Aldino Muianga – No livro em referência, a figura da protagonista Meledina simboliza o nível de degradação da Mulher, ela é a porta-estandarte de um exército de oprimidos pelo colonialismo na frente da exploração sexual. Naquele espaço e tempo colonial, a prostituição dir-se-ia institucionalizada, sindicalizada, um “bem de consumo oficial”, para as elites coloniais. “Meledina “ constitui-se como um valor que se assume como um simbolismo de dignidade como Mulher, mãe, e porque não? Esposa virtual do seu próprio opressor. A prostituição é um mal das sociedades, com desigualdades socioeconômicas, e Moçambique não foge a esse desiderato. Vivemos numa sociedade viciada onde impera a lei-do-mais-forte, na qual a Mulher assume um papel de serva, de sub-cidadã, de um instrumento avassalado por uma sociedade patriarcal.  É nesta corrente que alguns escritores do meu país focam algumas das suas produções sobre aquele problema e o seu impacto na sociedade. São sinais de protesto (e este é um dos papéis da Literatura) que, espero, tenham algum eco nos ouvidos de quem tem a responsabilidade de consertar os desconcertos deste País. 

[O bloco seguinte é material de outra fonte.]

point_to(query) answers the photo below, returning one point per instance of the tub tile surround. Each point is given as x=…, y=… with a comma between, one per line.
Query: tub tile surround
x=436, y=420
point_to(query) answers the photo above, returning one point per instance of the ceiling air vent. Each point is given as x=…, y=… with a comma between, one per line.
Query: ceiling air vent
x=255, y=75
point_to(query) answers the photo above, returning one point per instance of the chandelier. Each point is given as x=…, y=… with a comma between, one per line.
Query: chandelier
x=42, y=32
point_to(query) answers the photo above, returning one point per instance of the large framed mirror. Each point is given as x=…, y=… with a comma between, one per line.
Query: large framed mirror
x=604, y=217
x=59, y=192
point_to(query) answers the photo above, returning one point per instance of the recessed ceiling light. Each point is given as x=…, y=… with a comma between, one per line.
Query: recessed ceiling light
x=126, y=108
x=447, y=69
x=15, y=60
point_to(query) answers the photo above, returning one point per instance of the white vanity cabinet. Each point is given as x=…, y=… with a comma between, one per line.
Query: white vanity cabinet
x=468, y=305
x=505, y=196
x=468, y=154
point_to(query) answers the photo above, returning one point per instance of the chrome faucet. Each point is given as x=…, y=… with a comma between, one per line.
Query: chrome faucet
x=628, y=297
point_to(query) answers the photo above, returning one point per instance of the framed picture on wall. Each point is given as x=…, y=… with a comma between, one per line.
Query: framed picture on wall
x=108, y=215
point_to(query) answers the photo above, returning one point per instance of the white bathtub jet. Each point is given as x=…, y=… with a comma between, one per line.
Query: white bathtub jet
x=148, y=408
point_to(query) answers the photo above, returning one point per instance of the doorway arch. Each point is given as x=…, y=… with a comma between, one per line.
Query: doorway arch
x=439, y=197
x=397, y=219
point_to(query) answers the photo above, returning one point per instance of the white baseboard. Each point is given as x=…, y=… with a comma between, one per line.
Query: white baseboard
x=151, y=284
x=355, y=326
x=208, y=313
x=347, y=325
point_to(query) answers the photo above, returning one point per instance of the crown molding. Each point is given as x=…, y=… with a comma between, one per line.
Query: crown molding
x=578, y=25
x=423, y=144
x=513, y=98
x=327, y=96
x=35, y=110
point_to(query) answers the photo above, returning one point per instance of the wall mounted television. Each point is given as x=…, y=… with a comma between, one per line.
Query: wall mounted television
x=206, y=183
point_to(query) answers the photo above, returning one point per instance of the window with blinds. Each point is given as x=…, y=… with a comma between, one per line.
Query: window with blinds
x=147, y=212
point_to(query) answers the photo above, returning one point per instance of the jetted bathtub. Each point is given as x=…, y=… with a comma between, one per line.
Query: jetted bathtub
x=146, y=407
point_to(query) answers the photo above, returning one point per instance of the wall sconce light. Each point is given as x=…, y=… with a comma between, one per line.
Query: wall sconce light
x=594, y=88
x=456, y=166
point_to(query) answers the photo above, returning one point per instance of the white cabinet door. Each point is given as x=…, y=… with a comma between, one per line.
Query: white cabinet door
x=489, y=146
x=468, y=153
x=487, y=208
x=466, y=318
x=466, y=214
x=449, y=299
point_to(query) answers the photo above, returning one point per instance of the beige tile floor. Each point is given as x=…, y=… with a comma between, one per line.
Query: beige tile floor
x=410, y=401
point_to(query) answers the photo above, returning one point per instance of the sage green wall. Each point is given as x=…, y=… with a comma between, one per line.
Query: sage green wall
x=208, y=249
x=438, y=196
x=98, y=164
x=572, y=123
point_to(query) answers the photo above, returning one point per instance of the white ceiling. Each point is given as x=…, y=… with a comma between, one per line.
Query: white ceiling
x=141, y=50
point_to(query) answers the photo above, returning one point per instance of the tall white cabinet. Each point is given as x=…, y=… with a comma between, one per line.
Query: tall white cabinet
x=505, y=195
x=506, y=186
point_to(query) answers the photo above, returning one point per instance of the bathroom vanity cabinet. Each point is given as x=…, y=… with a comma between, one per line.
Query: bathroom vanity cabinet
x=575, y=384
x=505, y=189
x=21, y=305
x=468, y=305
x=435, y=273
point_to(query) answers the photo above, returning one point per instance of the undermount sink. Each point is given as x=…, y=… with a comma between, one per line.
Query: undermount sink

7. Maiane Pires – Comente sobre a recente publicação do livro O galo Ruivo (2022), destacando as principais inovações, além de mencionar o mote primordial dessa narrativa. Quais são os projetos futuros voltados para sua carreira literária?

Aldino Muianga – “O galo ruivo” é uma colectânea de contos, que retrata o perfil sociocultural e económico dos habitantes do cosmos suburbano da cidade de Lourenço Marques e dos meios rurais. Naquela compilação, as narrativas denotam  uma nova dinâmica  na estruturação  dos textos, que se podem considerar como uma exploração doutros veios de ficção narrativa. Em alguns contos, o uso de metáforas e de trocadilhos confere um pendor poético original na linha de escrita a que habituei o leitor. Às vezes me pergunto se a poesia não estaria a ressuscitar dentro de mim… Continuo a escrever, tanto quanto possível, sempre à busca de novos elementos, com que enriqueça os meus escritos. Para o ano corrente, projecto publicar um romance, uma novela e uma colectânea de contos. Os livros já foram entregues ao Editor, para as protocolares valiações e processamento das burocracias pré-publicação.

Grato pela atenção.

Aldino Muianga

Pretória, 20 de Janeiro de 2023


[1] Doutoranda em Letras: Linguagens e Representações (UESC). Bolsista FAPESP. Membro do Grupo de Pesquisa GpAFRO: Literatura, História e Encruzilhadas epistemológicas. ORCID: https://orcid.org/0000-0003-2240-325X. E-mail: maiane.tigre@hotmail.com. Esta entrevista é o resultado parcial da minha tese de doutoramento orientada pela profa Dra. Inara de Oliveira Rodrigues (UESC) e co-orientada pela profa Dra Sara Jona Laisse (Universidade Católica de Moçambique – extensão de Maputo).